Parrhesiastes, what are your thoughts? I’m for ‘em, and here’s why. Their belief in the truth wrests in their opinion that their beliefs are true; alas, parrhesiastes reconcile belief with truth and are hence completely committed to the messages that they profess. And the truth that they profess is no filler; indeed their messages are devoid of rhetoric, fraught with truth for truth’s sake. The truth they tell is frank and forthright—effective and unyielding in their message without appeal to rhetoric as a faculty upon which they promote the truth. Their truth is legitimate in that they cite fact based on what they know to be true and share these findings because they believe it to be incumbent upon themselves. And let us not forget that a parrhesiastes always must always be in a position of inferiority relative to that which s/he is critiquing. It is this risk that commands qualifies a true parrhesiastes, one who would rather risk his/her personal wellbeing for the sake of delivering a message than be comfortable with the truth being unspoken.

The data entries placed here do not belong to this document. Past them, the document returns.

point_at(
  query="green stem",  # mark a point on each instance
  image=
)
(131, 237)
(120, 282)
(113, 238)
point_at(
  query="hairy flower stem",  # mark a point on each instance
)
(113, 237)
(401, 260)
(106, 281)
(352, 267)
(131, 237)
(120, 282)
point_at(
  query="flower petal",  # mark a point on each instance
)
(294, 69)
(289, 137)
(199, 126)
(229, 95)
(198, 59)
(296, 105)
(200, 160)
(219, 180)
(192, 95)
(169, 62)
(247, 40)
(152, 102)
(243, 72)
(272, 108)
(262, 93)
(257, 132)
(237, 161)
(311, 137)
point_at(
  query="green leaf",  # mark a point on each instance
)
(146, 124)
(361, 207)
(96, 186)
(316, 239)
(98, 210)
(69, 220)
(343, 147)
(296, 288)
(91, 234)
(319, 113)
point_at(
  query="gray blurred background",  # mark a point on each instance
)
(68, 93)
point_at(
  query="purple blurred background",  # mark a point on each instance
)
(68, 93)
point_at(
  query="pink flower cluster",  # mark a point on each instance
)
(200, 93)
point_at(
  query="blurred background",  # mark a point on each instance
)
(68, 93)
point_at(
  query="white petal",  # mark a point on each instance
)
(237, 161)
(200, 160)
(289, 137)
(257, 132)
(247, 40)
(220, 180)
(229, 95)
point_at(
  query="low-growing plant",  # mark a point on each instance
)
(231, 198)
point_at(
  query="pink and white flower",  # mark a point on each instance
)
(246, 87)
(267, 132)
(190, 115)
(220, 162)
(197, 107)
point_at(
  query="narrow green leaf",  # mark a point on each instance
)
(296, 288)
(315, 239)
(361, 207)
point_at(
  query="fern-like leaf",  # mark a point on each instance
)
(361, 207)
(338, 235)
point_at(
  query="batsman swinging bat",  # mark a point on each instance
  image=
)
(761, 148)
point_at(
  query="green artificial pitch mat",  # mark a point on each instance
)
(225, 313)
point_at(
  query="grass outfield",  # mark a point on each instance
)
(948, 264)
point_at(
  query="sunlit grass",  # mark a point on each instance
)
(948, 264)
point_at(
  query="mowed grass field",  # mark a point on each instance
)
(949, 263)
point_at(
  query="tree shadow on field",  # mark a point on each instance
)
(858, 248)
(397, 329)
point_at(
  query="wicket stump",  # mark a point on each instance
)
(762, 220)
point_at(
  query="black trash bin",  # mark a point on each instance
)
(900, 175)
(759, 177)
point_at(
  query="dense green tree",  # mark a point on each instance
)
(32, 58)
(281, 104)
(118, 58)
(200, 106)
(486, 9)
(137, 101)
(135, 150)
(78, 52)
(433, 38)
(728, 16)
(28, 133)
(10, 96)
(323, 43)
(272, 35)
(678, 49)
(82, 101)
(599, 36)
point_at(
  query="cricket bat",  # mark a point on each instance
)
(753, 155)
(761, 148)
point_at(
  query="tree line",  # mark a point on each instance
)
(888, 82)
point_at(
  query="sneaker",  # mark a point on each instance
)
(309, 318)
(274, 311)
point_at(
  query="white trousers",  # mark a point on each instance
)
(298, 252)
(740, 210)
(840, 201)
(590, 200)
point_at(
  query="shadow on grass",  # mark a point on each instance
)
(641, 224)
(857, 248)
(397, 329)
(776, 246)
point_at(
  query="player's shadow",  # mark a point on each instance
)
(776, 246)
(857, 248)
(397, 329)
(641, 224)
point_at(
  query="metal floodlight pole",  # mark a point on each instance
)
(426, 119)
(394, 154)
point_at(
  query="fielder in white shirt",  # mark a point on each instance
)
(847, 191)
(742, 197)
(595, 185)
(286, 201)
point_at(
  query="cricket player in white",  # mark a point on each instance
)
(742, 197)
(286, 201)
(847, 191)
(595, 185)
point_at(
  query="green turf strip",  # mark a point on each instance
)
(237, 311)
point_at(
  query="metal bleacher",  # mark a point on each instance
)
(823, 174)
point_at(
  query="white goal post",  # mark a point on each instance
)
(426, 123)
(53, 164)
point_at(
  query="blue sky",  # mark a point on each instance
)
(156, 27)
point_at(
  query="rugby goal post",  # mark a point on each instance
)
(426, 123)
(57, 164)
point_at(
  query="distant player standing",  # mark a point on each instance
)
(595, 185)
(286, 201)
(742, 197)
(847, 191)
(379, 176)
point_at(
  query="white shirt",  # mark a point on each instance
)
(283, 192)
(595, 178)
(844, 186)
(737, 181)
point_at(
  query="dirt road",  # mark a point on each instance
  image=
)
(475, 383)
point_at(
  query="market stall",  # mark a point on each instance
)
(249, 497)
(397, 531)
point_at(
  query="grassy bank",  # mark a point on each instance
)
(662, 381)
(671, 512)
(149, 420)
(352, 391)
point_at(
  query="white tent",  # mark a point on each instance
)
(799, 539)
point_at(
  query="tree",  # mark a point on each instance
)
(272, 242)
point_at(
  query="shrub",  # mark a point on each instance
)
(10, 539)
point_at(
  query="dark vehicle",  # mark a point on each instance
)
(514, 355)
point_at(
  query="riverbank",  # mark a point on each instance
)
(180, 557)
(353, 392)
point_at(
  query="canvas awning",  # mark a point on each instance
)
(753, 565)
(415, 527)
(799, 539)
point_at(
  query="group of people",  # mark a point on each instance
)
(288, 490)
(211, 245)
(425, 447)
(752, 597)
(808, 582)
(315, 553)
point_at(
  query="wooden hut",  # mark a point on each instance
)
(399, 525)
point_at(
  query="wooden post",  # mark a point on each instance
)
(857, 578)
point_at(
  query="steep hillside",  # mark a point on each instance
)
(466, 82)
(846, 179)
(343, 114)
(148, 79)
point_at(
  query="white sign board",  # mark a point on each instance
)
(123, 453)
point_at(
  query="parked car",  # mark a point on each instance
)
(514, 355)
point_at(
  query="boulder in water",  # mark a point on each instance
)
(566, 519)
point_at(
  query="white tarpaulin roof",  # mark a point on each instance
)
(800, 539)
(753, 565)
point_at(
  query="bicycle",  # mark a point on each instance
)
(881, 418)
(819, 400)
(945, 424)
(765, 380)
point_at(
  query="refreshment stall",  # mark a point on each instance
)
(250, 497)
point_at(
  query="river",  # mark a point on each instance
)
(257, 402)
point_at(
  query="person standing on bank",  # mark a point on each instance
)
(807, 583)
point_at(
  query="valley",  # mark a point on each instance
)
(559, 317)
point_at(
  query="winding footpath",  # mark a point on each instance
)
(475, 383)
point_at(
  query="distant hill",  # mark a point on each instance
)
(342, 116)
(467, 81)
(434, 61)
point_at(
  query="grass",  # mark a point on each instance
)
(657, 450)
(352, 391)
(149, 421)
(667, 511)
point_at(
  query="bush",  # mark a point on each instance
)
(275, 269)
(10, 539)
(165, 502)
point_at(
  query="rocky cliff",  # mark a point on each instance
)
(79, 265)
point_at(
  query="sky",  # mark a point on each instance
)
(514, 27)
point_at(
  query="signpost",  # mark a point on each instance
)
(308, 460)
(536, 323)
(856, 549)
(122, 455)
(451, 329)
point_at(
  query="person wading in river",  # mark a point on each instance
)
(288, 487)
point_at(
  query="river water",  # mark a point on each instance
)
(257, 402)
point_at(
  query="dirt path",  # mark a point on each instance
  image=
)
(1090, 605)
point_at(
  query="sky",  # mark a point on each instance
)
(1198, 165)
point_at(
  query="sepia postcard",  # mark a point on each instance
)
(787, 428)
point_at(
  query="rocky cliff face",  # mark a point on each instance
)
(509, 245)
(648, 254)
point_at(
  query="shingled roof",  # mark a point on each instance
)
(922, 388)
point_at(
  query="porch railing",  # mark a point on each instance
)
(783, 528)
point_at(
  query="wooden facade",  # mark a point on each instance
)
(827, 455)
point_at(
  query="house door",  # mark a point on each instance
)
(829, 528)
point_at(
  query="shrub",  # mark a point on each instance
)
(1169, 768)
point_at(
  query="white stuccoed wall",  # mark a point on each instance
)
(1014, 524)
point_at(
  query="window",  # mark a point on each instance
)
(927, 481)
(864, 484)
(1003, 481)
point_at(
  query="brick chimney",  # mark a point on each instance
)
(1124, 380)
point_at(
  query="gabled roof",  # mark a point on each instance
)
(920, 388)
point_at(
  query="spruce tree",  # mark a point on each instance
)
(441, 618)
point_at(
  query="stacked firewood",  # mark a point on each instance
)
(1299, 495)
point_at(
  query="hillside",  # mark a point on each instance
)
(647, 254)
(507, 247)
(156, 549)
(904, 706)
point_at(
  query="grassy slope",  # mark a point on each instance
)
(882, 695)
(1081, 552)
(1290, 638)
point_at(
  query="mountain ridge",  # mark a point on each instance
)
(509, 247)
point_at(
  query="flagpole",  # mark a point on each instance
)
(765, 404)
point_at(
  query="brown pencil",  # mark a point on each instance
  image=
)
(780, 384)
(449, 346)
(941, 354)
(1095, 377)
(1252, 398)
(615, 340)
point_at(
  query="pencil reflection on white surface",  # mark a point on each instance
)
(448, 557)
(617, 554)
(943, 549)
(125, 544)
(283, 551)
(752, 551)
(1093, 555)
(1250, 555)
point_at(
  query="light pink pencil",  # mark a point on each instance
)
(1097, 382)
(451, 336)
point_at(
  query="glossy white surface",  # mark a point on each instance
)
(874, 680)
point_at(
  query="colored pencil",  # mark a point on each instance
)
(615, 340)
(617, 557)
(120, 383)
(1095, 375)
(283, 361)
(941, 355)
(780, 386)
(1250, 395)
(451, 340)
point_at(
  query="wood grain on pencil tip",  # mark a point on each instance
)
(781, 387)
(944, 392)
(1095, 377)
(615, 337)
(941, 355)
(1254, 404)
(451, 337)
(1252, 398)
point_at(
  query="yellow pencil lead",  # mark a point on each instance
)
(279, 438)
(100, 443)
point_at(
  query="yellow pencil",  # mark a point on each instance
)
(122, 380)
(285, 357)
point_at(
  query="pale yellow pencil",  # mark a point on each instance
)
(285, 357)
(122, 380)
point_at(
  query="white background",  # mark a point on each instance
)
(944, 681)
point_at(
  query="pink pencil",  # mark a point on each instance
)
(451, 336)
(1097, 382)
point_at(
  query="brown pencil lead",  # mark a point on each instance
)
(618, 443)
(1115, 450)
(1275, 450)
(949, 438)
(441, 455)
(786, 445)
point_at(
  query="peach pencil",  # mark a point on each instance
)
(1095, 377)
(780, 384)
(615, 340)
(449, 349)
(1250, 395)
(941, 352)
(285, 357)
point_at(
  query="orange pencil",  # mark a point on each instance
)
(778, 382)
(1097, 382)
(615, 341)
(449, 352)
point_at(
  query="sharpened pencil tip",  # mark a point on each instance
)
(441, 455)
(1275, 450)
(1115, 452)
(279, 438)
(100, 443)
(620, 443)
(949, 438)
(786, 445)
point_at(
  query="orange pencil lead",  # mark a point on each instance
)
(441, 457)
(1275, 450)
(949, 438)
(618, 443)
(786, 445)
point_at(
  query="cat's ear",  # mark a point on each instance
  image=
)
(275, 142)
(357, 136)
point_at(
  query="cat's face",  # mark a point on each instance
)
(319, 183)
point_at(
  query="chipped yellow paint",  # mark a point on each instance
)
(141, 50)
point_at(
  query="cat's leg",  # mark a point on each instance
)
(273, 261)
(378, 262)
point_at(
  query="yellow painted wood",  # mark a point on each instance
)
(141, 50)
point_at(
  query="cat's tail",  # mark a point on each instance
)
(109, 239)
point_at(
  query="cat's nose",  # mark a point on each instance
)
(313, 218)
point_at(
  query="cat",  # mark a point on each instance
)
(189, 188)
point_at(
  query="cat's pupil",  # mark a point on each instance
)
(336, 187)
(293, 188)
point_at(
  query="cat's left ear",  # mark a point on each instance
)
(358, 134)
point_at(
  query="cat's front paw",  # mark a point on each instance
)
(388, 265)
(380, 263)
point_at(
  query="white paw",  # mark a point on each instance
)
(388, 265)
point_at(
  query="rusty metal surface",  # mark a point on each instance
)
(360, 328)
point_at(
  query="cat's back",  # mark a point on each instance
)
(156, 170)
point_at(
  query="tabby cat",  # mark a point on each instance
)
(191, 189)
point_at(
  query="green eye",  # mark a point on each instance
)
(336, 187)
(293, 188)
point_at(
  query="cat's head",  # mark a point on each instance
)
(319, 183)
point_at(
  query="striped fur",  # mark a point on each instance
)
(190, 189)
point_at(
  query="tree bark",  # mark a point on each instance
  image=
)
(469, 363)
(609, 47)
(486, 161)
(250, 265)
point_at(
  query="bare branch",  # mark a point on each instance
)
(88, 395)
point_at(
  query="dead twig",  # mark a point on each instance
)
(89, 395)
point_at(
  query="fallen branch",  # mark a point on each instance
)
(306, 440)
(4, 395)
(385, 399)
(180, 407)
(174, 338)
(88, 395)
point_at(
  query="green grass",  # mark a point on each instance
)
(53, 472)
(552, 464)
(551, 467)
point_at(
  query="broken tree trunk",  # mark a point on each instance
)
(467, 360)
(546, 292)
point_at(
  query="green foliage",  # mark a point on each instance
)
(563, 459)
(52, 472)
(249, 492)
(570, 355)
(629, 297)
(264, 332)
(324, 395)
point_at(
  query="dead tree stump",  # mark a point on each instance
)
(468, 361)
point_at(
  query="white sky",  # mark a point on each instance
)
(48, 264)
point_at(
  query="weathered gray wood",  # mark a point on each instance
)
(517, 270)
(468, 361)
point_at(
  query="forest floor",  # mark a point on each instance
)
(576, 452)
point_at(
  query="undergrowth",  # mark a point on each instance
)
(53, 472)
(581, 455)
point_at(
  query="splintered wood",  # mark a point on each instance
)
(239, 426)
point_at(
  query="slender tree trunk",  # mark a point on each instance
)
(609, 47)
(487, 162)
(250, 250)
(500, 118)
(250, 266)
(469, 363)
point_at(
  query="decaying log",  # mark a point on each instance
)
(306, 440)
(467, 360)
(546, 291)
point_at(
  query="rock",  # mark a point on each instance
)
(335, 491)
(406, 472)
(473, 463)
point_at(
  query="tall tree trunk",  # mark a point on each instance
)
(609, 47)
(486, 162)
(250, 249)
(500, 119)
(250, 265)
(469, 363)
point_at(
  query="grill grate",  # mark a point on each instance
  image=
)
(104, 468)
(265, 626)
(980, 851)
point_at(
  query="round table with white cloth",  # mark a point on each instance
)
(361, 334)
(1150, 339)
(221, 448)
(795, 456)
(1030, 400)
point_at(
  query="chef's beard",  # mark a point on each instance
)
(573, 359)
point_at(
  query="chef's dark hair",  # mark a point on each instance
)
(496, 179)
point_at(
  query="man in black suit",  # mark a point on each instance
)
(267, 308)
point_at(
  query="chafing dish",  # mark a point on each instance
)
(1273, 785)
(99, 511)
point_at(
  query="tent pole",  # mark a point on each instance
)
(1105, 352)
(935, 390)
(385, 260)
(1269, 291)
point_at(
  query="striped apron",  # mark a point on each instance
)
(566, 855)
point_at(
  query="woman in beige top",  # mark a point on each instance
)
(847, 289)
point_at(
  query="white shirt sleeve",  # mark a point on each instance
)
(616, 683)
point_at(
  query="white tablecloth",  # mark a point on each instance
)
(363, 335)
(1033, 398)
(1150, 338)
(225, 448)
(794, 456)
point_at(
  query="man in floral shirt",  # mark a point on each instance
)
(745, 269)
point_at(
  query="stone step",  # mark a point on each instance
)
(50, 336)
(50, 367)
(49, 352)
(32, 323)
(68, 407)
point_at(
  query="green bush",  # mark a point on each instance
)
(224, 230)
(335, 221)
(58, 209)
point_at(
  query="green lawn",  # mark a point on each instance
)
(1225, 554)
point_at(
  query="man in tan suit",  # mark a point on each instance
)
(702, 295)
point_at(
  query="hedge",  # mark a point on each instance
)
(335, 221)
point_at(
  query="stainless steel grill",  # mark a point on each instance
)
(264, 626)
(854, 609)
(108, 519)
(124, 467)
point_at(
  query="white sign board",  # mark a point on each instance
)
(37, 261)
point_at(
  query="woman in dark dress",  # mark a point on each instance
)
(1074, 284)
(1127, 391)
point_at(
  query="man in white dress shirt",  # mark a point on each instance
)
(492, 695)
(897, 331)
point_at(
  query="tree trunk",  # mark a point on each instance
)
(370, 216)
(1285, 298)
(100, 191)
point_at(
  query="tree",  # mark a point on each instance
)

Based on these qualifications, I think it is fair to assume that Malcolm X is indeed a parrhesiastes. Early in his speech, Malcolm X speaks to the general state of moral, spiritual, and institutional degradation of Black America in 1964 at the hands of white suppression. He states:
“Now in speaking like this, it doesn’t mean that we’re anti-white, but it does mean we’re anti-exploration, we’re anti-degradation, and we’re anti-oppression. And if the white man doesn’t want us to be anti-him, let him stop oppressing and exploiting and degrading us.”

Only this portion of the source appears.